Single by Static-X

from the album Wisconsin Death Trip
- Released: June 10, 1999
- Genre: Nu metal; industrial metal;
- Length: 2:34
- Label: Warner Bros.
- Songwriters: Tony Campos; Wayne Wells;
- Producers: Ulrich Wild; Static-X;

Static-X singles chronology
|  | "Push It" (1999) | "I'm with Stupid" (2000) |

Music video
- "Push It" on YouTube

= Push It (Static-X song) =

"Push It" is a song by American industrial metal band Static-X, released in 1999 as the first single from their debut album Wisconsin Death Trip. As one of the band's most popular songs, it's credited, along with "I'm with Stupid", for making Wisconsin Death Trip the best-selling Static-X album.

== Music video ==
The music video for "Push It" was directed by Mick Olszewski and introduces shots of clay animation creatures similar to those found in Tool music videos, interspersed with the band performing.

== Critical reception ==
Men's Health ranked the song at number 44 on their "The 125 Best Heavy Metal Workout Songs of All Time" list, stating its "swift kick in the ass" was birthed from "late-90s industrial metal." Consequence placed it even higher, at number 18, on their "50 Best Industrial Songs of All Time" list, noting its "roovy, heavy, wild industrial sound" served as a "blueprint for Static-X’s music to follow," while Annie Zaleski of Spin ranked the "synth-bisected" song at number 16 on her The 30 Best Nu-Metal Songs" list. She praised its combination of a "rumbling" instrumental with Wayne Static's "banshee screams" and "doomy huffing."
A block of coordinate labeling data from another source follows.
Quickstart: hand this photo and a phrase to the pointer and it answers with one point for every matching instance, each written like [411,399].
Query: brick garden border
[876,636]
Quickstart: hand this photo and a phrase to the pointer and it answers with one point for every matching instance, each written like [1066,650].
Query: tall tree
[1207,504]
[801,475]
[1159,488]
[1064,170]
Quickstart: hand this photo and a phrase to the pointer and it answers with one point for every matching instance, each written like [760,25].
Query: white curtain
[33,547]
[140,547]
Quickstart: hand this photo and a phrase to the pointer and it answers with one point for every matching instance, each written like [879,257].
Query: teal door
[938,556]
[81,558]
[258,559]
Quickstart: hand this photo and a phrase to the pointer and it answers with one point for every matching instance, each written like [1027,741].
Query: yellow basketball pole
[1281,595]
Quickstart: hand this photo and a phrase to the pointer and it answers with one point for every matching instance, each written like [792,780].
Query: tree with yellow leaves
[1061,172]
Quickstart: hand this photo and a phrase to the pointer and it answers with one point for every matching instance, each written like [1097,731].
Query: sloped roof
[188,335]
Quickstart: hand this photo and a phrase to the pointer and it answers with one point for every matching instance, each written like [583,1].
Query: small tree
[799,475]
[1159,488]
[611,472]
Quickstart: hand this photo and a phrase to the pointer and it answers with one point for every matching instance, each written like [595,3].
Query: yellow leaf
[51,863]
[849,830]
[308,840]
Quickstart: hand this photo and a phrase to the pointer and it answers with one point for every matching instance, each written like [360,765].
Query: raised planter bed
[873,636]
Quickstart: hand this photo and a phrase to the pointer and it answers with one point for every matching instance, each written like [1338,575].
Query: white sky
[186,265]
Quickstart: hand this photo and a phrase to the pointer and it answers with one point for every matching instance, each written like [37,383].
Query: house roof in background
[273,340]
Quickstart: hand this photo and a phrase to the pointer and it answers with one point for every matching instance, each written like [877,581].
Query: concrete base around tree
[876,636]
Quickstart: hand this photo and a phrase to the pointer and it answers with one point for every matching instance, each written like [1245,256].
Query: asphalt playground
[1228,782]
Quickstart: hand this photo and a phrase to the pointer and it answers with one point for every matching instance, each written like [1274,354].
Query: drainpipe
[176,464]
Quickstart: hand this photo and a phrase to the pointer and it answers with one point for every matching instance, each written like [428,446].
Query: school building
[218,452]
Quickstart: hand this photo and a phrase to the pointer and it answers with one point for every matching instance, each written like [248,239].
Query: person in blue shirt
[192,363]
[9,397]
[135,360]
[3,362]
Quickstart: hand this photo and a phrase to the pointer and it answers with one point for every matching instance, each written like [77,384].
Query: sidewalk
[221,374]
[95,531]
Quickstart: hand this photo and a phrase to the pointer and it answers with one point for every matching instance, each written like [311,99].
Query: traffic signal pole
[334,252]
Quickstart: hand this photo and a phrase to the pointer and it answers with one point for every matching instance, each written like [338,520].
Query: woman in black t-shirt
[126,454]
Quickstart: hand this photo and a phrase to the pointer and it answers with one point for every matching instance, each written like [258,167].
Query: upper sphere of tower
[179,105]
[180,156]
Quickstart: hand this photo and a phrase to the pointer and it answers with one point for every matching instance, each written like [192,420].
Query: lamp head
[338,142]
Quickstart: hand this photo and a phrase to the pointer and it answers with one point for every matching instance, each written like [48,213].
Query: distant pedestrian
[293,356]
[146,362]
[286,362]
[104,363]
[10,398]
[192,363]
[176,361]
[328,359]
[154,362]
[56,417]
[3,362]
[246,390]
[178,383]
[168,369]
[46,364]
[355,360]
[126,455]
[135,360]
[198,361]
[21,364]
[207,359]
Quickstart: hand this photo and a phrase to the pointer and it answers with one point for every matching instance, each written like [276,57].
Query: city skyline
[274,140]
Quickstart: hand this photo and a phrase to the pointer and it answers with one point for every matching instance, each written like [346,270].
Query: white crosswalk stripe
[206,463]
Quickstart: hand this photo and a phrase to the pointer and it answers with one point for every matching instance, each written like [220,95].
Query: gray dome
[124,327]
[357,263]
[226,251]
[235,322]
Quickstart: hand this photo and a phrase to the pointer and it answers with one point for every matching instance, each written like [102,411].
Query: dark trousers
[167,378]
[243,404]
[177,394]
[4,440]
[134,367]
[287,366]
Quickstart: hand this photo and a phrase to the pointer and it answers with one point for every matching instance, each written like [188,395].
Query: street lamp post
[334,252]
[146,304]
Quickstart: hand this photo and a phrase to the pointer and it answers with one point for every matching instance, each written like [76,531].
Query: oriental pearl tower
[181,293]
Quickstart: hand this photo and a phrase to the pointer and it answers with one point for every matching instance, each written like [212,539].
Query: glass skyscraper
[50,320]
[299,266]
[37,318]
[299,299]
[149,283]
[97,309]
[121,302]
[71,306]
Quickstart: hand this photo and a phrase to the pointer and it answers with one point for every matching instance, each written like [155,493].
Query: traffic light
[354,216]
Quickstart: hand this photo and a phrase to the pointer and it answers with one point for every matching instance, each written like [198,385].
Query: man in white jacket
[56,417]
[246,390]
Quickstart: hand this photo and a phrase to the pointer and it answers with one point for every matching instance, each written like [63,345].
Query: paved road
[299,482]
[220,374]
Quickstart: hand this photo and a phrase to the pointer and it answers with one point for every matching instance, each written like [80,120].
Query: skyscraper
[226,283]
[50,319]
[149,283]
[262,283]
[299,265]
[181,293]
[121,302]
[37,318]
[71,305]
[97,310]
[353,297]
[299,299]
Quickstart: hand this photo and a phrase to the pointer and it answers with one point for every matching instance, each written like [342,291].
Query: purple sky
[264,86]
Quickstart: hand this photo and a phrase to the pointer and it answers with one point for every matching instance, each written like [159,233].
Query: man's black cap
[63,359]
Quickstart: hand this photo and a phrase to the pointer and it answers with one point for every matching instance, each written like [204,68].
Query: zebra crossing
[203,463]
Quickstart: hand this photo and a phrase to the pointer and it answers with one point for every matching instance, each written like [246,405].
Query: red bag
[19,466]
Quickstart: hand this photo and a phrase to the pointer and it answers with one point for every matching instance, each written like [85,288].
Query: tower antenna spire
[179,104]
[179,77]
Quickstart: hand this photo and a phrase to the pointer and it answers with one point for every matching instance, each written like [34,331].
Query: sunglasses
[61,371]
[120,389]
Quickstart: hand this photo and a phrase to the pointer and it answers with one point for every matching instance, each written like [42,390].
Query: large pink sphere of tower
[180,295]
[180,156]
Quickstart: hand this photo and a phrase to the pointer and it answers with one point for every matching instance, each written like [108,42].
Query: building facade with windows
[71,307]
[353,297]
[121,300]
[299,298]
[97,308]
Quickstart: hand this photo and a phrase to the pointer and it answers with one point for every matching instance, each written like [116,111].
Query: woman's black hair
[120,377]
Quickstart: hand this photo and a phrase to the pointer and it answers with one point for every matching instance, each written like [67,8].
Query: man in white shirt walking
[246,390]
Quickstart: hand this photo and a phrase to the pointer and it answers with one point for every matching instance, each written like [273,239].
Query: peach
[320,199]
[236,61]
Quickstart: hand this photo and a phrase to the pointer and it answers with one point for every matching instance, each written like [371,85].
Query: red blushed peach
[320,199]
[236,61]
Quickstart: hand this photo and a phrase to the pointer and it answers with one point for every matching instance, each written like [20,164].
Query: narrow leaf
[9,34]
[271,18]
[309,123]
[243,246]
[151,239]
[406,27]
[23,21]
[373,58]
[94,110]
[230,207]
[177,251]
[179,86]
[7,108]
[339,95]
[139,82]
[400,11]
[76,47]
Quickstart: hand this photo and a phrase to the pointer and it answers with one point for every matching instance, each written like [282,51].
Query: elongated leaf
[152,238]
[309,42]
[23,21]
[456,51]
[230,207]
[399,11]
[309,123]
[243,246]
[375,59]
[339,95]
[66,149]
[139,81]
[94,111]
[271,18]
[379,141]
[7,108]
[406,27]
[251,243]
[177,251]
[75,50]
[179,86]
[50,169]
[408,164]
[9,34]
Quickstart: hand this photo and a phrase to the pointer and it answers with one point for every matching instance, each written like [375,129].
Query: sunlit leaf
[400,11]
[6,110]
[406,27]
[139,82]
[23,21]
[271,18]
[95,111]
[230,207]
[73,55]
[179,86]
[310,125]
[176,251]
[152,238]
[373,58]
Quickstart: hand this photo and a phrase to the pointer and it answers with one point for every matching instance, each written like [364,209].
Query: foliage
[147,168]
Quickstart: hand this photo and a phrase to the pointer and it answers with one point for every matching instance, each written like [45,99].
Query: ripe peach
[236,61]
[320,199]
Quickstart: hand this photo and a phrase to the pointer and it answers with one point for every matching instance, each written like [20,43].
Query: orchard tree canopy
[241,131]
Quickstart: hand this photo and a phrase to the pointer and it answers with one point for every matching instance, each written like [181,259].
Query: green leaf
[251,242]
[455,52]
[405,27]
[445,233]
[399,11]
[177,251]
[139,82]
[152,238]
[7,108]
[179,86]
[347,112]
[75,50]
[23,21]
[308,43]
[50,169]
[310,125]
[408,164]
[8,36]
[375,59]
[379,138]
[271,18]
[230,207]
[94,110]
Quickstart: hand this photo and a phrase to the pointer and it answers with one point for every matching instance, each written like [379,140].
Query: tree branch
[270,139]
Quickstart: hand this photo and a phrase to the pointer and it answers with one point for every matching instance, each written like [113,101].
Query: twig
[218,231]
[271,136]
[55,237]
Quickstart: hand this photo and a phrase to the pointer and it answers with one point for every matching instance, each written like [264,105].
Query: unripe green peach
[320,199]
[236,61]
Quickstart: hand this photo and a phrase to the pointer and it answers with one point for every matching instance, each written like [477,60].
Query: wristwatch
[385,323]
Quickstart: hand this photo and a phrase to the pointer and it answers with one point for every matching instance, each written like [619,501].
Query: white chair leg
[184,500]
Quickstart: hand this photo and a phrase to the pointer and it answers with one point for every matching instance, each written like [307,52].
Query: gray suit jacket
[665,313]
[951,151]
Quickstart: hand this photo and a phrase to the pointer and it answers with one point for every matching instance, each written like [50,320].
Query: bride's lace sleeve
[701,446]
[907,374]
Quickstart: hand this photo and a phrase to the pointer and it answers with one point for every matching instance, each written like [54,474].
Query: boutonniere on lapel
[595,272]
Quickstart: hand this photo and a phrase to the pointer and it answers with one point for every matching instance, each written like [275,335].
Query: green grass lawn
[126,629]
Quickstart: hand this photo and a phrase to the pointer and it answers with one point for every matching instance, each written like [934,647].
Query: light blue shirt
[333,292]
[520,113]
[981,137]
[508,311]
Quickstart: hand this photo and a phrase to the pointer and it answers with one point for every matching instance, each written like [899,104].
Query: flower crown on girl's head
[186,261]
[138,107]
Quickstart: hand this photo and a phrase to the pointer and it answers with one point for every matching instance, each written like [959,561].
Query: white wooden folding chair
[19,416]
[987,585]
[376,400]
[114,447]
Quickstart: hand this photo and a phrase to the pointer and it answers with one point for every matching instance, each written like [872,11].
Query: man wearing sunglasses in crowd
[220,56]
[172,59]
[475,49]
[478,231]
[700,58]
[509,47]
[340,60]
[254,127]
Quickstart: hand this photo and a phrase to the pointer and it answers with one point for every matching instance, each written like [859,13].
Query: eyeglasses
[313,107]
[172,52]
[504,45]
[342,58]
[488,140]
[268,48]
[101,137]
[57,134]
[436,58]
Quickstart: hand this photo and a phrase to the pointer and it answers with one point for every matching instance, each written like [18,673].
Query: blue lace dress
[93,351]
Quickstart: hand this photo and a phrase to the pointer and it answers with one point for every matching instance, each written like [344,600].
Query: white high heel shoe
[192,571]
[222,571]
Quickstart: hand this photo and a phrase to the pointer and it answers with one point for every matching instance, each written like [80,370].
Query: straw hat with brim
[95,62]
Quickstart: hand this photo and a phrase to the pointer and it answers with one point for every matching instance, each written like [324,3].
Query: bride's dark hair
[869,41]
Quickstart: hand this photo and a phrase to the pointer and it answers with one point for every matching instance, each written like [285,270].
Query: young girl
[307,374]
"Push It" is Paolo Gregoletto's, the bassist of heavy metal band Trivium, seventh favorite nu metal song. He summarized the song as "tight metal guitar riffs over a driving 4/4 beat."

==Track listing==
1. "Push It" - 2:35
2. "Bled for Days (Live)" - 4:09
3. "Push It (JB's Death Trance Mix)" - 3:32
4. "Down (Previously Unreleased)" - 3:14
5. "Push It (Mephisto Odyssey Crucified Dub Mix)" - 6:10

==Charts==

| Chart (1999–2000) | Peak position |
|---|---|
| US Alternative Airplay (Billboard) | 36 |
| US Hot Dance Singles Sales (Billboard) | 5 |
| US Mainstream Rock (Billboard) | 20 |

== Certifications ==

| Region | Certification | Certified units/sales |
| United States (RIAA) | Gold | 500,000^{‡} |
^{‡} Sales+streaming figures based on certification alone.